Some of the other academics/policy-makers on my “to-interview” list include Servaas van der Berg, Thabo Mabogoane, Veronica McKay, Jon Clark, Volker Wedekind, John Kruger, Linda Biersteker, Jonathan Jansen, Khulekani Mathe, Percy Moleke, and Joy Oliver. If you have any other suggestions drop me a mail and I’ll see what I can do.
A fascinating interview with a fascinating academic. I was particularly pleased to see George Lakoff’s name being mentioned under influential thinker. His work on metaphor written with Johnson is seminal. It will be interesting to see how his work affects they way we think about maths education in South Africa from grade R onward. I look forward to reading more of Hamsa’s research and I will be looking out for Lakoff. Maths education in SA is in safe hands.

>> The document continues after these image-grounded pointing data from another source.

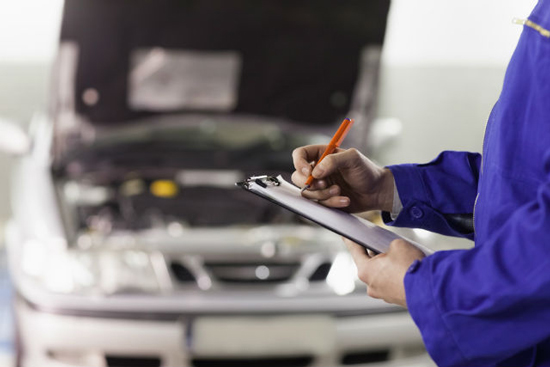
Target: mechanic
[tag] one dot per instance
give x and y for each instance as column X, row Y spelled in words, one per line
column 489, row 305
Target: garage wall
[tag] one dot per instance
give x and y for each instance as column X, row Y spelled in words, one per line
column 437, row 53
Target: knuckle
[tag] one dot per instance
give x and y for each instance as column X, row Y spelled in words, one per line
column 353, row 153
column 363, row 275
column 397, row 243
column 371, row 292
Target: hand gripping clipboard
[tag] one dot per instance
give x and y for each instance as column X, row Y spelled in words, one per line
column 283, row 193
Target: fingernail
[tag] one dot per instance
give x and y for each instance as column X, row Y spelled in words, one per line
column 318, row 170
column 344, row 201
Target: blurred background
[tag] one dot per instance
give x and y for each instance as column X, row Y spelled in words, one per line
column 443, row 64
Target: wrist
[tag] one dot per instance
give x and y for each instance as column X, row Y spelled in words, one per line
column 387, row 190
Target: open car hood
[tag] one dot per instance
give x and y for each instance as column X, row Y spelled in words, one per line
column 308, row 62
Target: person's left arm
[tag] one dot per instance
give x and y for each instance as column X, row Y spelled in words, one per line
column 464, row 301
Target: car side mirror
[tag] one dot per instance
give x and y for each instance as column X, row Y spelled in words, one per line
column 13, row 140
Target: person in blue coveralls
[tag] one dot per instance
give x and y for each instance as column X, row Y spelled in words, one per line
column 489, row 305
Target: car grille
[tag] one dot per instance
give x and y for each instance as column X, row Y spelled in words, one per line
column 248, row 272
column 251, row 272
column 255, row 362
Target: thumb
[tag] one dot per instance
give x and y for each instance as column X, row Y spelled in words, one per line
column 333, row 162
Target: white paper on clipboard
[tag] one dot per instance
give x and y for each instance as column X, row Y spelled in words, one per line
column 357, row 229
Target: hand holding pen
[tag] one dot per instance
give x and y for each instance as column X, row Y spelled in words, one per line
column 342, row 178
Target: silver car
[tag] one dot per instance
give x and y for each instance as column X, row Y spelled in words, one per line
column 129, row 243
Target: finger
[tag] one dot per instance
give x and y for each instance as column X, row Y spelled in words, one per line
column 300, row 180
column 357, row 252
column 333, row 162
column 403, row 247
column 303, row 156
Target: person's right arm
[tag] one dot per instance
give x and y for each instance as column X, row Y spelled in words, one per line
column 432, row 194
column 437, row 194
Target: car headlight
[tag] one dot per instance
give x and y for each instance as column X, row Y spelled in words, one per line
column 91, row 271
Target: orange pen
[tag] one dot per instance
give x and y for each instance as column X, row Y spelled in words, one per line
column 331, row 147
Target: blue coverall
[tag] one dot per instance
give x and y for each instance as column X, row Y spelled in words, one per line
column 490, row 306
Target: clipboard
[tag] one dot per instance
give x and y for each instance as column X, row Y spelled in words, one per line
column 357, row 229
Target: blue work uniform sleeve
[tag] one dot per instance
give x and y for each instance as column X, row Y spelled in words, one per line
column 431, row 192
column 498, row 302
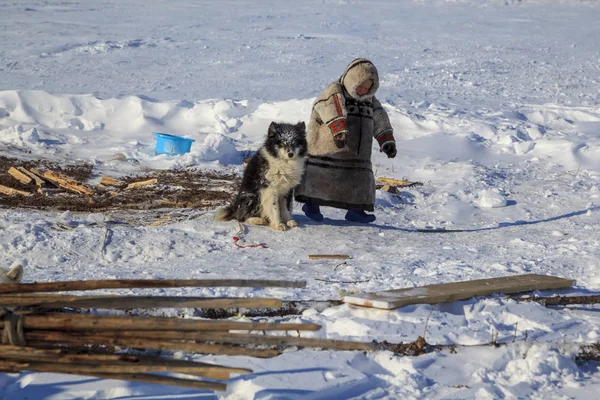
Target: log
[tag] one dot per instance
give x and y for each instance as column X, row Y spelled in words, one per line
column 126, row 302
column 13, row 192
column 110, row 181
column 447, row 292
column 396, row 182
column 142, row 183
column 68, row 286
column 35, row 338
column 314, row 257
column 79, row 322
column 38, row 180
column 95, row 371
column 166, row 380
column 245, row 339
column 390, row 189
column 121, row 363
column 67, row 183
column 18, row 175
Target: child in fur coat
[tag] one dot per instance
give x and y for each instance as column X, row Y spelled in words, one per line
column 345, row 119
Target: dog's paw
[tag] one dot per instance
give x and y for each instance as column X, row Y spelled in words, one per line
column 256, row 221
column 280, row 227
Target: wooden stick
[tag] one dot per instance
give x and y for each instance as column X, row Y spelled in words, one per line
column 314, row 257
column 166, row 380
column 121, row 363
column 18, row 175
column 78, row 322
column 99, row 371
column 67, row 286
column 35, row 338
column 396, row 182
column 67, row 183
column 67, row 355
column 142, row 183
column 110, row 181
column 38, row 180
column 12, row 192
column 125, row 302
column 245, row 339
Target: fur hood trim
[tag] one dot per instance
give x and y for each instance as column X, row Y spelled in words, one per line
column 357, row 72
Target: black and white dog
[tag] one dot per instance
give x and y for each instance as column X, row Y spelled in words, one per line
column 266, row 193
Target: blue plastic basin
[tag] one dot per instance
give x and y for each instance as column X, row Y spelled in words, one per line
column 171, row 144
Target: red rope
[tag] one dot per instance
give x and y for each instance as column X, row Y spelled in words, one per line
column 241, row 246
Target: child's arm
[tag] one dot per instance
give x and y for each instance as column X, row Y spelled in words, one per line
column 331, row 109
column 382, row 129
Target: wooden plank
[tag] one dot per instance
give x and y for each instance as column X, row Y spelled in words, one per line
column 99, row 371
column 142, row 183
column 18, row 175
column 454, row 291
column 110, row 181
column 89, row 322
column 313, row 257
column 13, row 192
column 68, row 286
column 396, row 182
column 38, row 338
column 38, row 180
column 67, row 183
column 126, row 302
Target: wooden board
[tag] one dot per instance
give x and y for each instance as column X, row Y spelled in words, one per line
column 446, row 292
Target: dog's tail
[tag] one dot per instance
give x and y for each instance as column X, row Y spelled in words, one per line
column 225, row 214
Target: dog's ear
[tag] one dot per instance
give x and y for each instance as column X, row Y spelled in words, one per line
column 273, row 129
column 15, row 273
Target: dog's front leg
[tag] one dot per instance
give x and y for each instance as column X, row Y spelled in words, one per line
column 269, row 200
column 285, row 211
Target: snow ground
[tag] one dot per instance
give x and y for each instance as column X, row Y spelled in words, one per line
column 496, row 107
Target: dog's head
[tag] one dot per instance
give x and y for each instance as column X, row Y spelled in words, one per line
column 12, row 275
column 286, row 141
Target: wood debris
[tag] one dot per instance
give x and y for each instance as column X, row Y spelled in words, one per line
column 398, row 183
column 110, row 181
column 20, row 176
column 13, row 192
column 390, row 189
column 67, row 183
column 432, row 294
column 142, row 183
column 313, row 257
column 39, row 181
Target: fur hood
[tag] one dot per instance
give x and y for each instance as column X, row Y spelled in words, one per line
column 357, row 72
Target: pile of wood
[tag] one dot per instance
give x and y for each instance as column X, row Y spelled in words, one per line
column 50, row 181
column 37, row 185
column 47, row 332
column 392, row 185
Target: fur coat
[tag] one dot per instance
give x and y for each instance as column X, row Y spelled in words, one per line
column 343, row 177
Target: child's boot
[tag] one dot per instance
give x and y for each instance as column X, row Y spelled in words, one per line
column 312, row 211
column 359, row 215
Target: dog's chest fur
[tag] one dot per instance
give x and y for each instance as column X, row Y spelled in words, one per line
column 283, row 174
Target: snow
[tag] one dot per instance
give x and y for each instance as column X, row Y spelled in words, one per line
column 496, row 109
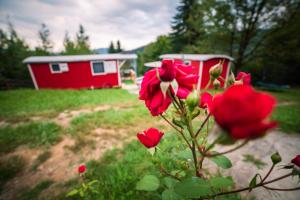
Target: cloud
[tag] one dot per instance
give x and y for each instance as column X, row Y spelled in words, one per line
column 134, row 22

I loved this interview and support the emphasis on conceptual thinking alongside problem-solving. My son was introduced to maths in an American school district that focused solely on conceptual thinking but has lagged behind his peers in South Africa on the basics of times tables, etc. The ideal would be to teach both. I think maths classes can be so much more engaging when they stimulate curiosity and even teamwork (“Work in your group to think of how many fractions there are between 1/4 and 1/4.”). There are so many exciting possibilities and it’s great to see someone like Hamsa putting her mind to them.